South Texas Officials Sue to Block Trump’s ‘Racist’ Border Wall

South Texas elected officials claim in a new court challenge that President Donald Trump’s border wall is a politically motivated attack on Mexican Americans, a protected class under the U.S. Constitution.

Zapata County officials allege that Trump’s “hostile and racist remarks” led directly to Department of Homeland Security policies that deprive Mexican-American citizens along the border of their property and cultural heritage in violation of constitutional due process guarantees, according to a complaint filed late Monday in Laredo federal court. The officials asked a federal judge to halt federal seizures of private border land, block construction activities, and reinstate the more than 27 laws waived by Trump officials to speed the wall-building effort.

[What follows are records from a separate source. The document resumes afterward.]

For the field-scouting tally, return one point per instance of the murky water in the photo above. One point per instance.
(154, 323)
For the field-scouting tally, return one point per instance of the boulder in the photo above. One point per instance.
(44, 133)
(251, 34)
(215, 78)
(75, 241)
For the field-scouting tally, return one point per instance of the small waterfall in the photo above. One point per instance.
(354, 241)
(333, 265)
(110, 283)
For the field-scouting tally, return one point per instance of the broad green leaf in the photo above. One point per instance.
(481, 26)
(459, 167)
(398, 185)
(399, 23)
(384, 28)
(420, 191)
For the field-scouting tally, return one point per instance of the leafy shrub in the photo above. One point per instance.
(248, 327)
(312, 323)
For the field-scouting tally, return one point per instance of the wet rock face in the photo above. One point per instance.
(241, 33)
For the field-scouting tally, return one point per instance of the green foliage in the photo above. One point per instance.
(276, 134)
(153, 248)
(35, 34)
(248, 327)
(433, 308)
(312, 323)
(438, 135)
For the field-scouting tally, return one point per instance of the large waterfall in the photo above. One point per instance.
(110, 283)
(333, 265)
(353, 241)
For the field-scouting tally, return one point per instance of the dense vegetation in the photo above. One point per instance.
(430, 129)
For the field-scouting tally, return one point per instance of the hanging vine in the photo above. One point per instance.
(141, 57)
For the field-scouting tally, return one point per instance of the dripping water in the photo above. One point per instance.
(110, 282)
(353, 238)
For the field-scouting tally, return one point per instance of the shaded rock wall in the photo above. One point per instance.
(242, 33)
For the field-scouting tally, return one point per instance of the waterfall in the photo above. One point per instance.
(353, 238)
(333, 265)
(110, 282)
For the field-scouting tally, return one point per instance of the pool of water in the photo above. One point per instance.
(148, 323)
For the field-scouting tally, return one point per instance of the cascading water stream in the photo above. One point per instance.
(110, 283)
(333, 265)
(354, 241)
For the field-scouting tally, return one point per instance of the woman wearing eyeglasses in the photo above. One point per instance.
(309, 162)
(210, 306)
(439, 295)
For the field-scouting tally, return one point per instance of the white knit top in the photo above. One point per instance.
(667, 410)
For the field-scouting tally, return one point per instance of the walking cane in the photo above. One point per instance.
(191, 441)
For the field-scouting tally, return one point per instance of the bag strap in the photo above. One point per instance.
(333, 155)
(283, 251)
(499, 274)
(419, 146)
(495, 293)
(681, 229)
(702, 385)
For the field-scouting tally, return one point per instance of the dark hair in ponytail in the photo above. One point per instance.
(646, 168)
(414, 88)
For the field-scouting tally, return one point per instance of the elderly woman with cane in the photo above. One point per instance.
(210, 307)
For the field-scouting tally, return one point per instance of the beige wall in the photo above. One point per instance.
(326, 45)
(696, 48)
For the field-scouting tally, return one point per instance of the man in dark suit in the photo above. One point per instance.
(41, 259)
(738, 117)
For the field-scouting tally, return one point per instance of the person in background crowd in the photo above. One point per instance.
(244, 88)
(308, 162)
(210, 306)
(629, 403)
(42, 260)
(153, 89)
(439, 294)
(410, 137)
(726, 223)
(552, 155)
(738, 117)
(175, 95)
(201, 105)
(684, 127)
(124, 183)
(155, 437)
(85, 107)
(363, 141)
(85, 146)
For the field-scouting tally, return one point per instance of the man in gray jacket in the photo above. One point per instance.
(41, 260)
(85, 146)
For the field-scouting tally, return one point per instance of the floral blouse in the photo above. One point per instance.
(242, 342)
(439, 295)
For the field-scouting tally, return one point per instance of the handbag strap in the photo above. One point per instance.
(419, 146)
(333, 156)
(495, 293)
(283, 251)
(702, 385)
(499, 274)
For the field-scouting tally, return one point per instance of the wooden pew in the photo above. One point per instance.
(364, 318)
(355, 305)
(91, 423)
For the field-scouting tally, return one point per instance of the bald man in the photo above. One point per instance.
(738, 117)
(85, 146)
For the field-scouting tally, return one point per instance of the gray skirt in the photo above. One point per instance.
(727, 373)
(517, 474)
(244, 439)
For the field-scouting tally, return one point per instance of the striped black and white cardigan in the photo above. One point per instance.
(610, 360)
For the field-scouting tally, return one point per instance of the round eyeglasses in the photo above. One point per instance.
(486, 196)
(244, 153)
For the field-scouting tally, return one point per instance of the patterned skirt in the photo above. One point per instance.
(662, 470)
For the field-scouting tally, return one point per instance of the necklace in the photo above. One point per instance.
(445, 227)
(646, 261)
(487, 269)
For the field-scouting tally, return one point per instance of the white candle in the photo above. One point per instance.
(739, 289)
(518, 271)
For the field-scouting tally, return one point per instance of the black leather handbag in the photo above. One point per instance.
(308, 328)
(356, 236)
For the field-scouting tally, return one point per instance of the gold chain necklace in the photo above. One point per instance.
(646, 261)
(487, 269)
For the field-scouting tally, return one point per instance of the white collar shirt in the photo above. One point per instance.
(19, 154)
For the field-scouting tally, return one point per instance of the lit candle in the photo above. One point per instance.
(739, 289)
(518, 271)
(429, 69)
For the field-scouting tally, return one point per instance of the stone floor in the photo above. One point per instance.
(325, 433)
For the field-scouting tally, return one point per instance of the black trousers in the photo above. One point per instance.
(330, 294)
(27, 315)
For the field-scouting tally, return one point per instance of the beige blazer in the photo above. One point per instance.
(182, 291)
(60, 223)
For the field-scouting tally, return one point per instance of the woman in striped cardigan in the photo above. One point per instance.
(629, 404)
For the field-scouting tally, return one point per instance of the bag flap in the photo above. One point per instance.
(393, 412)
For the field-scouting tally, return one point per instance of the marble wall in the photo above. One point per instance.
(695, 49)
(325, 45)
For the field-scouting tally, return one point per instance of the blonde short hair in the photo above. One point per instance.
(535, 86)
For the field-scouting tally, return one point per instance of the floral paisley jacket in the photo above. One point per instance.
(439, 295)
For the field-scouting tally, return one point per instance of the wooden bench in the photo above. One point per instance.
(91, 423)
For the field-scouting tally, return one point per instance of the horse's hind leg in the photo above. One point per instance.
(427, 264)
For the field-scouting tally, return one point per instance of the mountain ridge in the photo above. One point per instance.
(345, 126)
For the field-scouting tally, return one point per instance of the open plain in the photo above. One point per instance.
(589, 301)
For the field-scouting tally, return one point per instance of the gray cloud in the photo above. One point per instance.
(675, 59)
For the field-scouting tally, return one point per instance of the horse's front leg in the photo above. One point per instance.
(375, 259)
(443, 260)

The suit is different from previous legal challenges to the wall, which focused on allegations about misspending federal money and damaging the environment and historical landmarks. A suit by neighboring El Paso County accused Trump of hurting the local economy by portraying the border zone as dangerously overrun with criminals.

Echoing themes from the Black Lives Matter movement, Zapata County claims Trump’s order to build the wall “creates a second-class United States citizen at the southern border who can have their land seized wholesale based on racist and white nationalist motives.” The 51-page complaint cites more than three pages of racially inflamed Trump tweets and quotes in addition to a passage from former national security advisor John Bolton’s book, in which Trump claims he was elected by promising to build a border wall and won’t get re-elected if he fails to deliver one.

“Like other communities of color, who have suffered comparable or worse injustices at the hands of the United States government,” the plaintiffs seek to prove constitutional guarantees apply to brown-skinned citizens, according to the complaint. “Constitution-free zones do not exist on the U.S./Mexico border.”

The county officials say the Trump administration consulted extensively about its wall-construction plans to minimize impacts on affluent white residents near San Diego, while doing little outreach to Mexican-American citizens living along the Texas border.

The colonial town of San Ygnacio and much of Laredo, the nation’s fourth largest border city and busiest international shipping port, would lose access to most of their municipal water supply, which would be stranded on the Rio Grande River behind Trump’s wall. Zapata County, whose 14,000 residents lie just down river from Laredo, also claims landowners are being tricked into signing papers giving wall-builders access to their lands before the owners can contest the condemnations in court.

The administration’s waiver of a raft of federal, state and local laws protecting environmental and cultural concerns has left Zapata County officials in the dark about “which local laws are active and can be enforced,” according to the complaint.

The Justice Department didn’t immediately respond to a request for comment.